The Sands of Kalahari by William Mulvihill

The Sands of Kalahari by William Mulvihill

Author:William Mulvihill [Mulvihill, William]
Language: eng
Format: epub
Publisher: NightHawk Books
Published: 2015-02-27T05:00:00+00:00


CHAPTER V

SMITH was dying of thirst.

There was no place to hide from the sun; the world was flat and hard and dry and there was no water, no shade. He walked across the terrible land looking for a place where he could lie and rest out of the sun. He would be dead soon and he did not care; he understood now the strange apathy that precedes death and makes it tolerable. He was about to sit down, he down, when he saw something ahead on the flat shimmering horizon. A tree …

His tongue was something strange, sausage-thick, hot. It was early morning; he had drained the last shell sometime in the night; he would die today, before the sun set. He staggered on, finding it difficult to keep the tree in front of him. Something was wrong with his heart.

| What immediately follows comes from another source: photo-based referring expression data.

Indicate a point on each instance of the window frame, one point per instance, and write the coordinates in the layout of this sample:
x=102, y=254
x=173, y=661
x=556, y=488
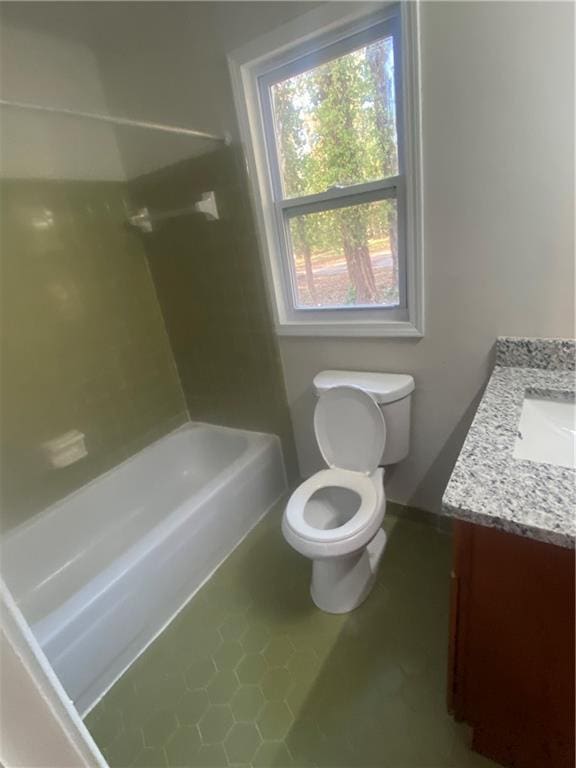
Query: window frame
x=283, y=53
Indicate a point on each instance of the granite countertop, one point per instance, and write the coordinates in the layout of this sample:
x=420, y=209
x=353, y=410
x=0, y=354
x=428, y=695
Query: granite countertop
x=488, y=485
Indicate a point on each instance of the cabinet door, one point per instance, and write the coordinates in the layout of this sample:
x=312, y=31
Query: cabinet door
x=513, y=650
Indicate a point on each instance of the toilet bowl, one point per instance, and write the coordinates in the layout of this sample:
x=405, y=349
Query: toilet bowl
x=335, y=517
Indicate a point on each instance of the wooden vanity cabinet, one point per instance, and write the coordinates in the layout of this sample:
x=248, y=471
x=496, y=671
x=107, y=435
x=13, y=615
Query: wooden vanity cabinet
x=511, y=666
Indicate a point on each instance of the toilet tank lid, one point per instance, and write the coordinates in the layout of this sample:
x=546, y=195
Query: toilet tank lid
x=384, y=387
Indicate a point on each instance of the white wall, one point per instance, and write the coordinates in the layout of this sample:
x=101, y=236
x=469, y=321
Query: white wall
x=45, y=70
x=498, y=127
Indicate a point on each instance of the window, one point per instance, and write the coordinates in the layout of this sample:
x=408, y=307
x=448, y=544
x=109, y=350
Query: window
x=334, y=174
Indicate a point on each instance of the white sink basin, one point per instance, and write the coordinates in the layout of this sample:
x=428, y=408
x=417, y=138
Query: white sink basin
x=547, y=431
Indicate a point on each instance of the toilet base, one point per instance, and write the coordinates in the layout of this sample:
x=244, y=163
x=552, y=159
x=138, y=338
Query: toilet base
x=341, y=584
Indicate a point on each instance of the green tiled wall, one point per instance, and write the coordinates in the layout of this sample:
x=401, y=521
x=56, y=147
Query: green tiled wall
x=211, y=288
x=83, y=343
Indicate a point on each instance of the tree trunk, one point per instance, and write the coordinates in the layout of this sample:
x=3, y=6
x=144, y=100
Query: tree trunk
x=354, y=238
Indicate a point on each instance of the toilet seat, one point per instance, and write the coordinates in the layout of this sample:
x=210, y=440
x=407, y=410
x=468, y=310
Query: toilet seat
x=351, y=434
x=363, y=485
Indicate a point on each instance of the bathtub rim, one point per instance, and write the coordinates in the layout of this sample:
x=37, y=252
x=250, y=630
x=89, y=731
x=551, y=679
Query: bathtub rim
x=47, y=628
x=16, y=530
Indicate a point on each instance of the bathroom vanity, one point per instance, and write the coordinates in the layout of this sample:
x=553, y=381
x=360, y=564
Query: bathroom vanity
x=512, y=494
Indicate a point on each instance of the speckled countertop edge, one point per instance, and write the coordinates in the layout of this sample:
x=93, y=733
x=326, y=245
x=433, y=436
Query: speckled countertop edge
x=490, y=487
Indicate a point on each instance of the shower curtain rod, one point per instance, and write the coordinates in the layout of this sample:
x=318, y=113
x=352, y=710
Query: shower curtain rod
x=116, y=120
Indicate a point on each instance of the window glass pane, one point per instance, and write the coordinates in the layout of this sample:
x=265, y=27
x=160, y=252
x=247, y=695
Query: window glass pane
x=346, y=257
x=336, y=124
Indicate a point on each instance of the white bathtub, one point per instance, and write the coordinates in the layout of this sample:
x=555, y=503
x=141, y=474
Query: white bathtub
x=99, y=574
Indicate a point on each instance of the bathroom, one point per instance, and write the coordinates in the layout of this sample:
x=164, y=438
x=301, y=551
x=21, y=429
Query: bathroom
x=270, y=498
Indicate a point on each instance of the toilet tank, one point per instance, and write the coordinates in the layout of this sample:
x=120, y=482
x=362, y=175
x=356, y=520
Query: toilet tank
x=392, y=391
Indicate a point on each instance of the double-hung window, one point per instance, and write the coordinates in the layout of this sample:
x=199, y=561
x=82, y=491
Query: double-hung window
x=334, y=164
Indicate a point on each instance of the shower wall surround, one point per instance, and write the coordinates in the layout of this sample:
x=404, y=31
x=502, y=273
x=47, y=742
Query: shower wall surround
x=83, y=342
x=211, y=289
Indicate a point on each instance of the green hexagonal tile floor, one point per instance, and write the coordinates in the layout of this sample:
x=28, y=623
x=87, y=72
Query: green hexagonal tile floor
x=251, y=673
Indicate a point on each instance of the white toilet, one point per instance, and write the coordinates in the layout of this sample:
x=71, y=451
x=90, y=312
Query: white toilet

His forehead was suddenly cool and he retched.

He sat down. He’d rest awhile and wait until the dry heaves went away … his heart fluttering now like a frightened bird trapped in his chest. After a while he remembered the tree and got to his feet and walked toward it. It seemed far away.

He realized he was naked.

During the night an unbearable hotness had come over him and he had stood up to catch more of the cool air blowing from the east. He began walking into it, forgetting his empty ostrich shells, his shoes and hat. He took off his pants and shirt, carried them for a while until there no longer seemed a reason. He held his burning throat and went on through the night until he fell exhausted in the sand. And then the sun came again.

The tree was gone. He stopped, discovered he was walking away from it. As he watched, the tree became two, then four, then one again… .

He walked to it. The ground under him suddenly was very far away. He felt as if he were walking on stilts. He came toward a large stone, tried desperately not to step on it but somehow he couldn’t avoid it. He tripped and fell, swore.

He began to crawl. The dust entered his eyes and he closed them and crawled on over the baked earth and the stones. The pain did not matter; he had to get to the tree so that he could die in the shade.

He slumped down and rested for a long time as the sun rose higher. A naked man lying in a vast flat plain where nothing lived. A vulture came from far away and circled. Then another.

Smith opened his eyes and looked ahead and after a long time he saw that his tree was not a tree but a tiny bush less than a foot high, a strange growth with thick, rubbery leaves. He was ten feet from it.

He gathered his strength and crawled toward it, put his head under its tiny branches, its few dozen leaves. He brushed the pebbles away until the ground was soft for his cheek.